It’s hard to imagine Paul McCartney coming into the office. He has always been casually cool -- first as a mop-topped Beatle, then as the laid-back leader of Wings, and most recently as a stadium-filling solo star. But on a recent sunny London Monday, in the Soho Square townhouse headquarters of his company MPL, there he is, humming to himself and dancing slowly across his cozy office -- imposing desk on one end, comfortable sofa on the other -- as a Wurlitzer jukebox plays “Friendly Persuasion” by Pat Boone. “I like the melody,” he says.

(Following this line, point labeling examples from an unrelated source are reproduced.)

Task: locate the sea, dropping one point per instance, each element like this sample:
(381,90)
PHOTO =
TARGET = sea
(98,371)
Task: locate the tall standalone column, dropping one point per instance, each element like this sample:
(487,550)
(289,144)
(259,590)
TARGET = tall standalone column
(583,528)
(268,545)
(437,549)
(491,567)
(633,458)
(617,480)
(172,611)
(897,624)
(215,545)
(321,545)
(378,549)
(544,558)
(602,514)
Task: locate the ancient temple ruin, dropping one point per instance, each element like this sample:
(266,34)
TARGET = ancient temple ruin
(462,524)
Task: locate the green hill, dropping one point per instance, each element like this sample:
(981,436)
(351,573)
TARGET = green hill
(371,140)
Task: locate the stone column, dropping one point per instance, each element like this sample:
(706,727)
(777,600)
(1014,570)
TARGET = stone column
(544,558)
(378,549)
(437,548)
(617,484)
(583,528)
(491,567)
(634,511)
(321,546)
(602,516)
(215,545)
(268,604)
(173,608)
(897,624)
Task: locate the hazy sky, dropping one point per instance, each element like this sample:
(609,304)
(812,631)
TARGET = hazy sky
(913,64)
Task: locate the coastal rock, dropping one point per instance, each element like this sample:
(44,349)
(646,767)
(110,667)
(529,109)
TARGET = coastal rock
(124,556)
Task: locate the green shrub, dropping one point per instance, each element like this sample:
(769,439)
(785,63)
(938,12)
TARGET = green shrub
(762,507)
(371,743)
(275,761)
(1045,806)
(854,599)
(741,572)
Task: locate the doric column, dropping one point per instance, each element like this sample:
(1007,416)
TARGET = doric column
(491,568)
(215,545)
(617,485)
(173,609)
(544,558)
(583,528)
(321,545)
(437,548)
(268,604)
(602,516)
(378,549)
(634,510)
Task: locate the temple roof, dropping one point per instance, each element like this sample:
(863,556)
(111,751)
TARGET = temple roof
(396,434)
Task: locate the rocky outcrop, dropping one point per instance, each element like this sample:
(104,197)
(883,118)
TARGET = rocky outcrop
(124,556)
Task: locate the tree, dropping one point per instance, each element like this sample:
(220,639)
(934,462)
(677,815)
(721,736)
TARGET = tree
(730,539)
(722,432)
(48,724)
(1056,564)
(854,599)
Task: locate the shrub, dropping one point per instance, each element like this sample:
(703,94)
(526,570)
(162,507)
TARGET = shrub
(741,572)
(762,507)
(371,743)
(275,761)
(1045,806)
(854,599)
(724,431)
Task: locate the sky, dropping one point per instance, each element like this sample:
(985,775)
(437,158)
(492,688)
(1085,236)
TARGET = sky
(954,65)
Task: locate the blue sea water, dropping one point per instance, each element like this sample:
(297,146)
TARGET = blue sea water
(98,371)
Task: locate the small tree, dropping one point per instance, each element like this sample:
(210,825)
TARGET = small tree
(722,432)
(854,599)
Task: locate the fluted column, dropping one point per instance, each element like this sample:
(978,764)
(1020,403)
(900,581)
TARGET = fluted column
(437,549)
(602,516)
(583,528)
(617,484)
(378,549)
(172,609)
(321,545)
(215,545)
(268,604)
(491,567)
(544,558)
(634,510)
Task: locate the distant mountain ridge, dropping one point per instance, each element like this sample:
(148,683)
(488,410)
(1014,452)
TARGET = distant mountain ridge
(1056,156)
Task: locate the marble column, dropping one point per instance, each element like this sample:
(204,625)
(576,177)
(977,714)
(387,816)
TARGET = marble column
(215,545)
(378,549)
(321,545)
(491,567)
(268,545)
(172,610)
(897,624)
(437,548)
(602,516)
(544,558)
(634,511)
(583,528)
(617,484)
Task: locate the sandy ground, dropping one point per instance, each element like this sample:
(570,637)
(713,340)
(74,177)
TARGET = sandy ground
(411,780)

At 77, McCartney is well past the age -- to say nothing of the tax bracket -- at which most men are content to stay home. And it would be hard to argue that he wasn’t entitled to take it easy: The Beatles are officially the No. 1 act on Billboard’s ranking of the top-charting artists of all time, and he’s No. 12 as a solo artist (including his work with Wings). Yet he’s as active as ever. Last fall he released Egypt Station, which became his first No. 1 album in the United States since 1982’s Tug of War, after which he embarked on a Freshen Up tour that grossed $129.2 million, according to Billboard Boxscore. He still comes into the office, though, “maybe a day a week,” he says. “And I’m on the phone and email.”
Long before every pop star considered themselves CEOs, McCartney set up MPL, as The Beatles were breaking up, to run his own business out of a small office in this building (which he bought years later). At the time, music manager Allen Klein had taken control of Apple Records, the group’s company, and the resulting disagreements over financial and other matters were driving the bandmembers apart. “I just thought, ‘I’ve got to do my own little Apple,’ ” remembers McCartney.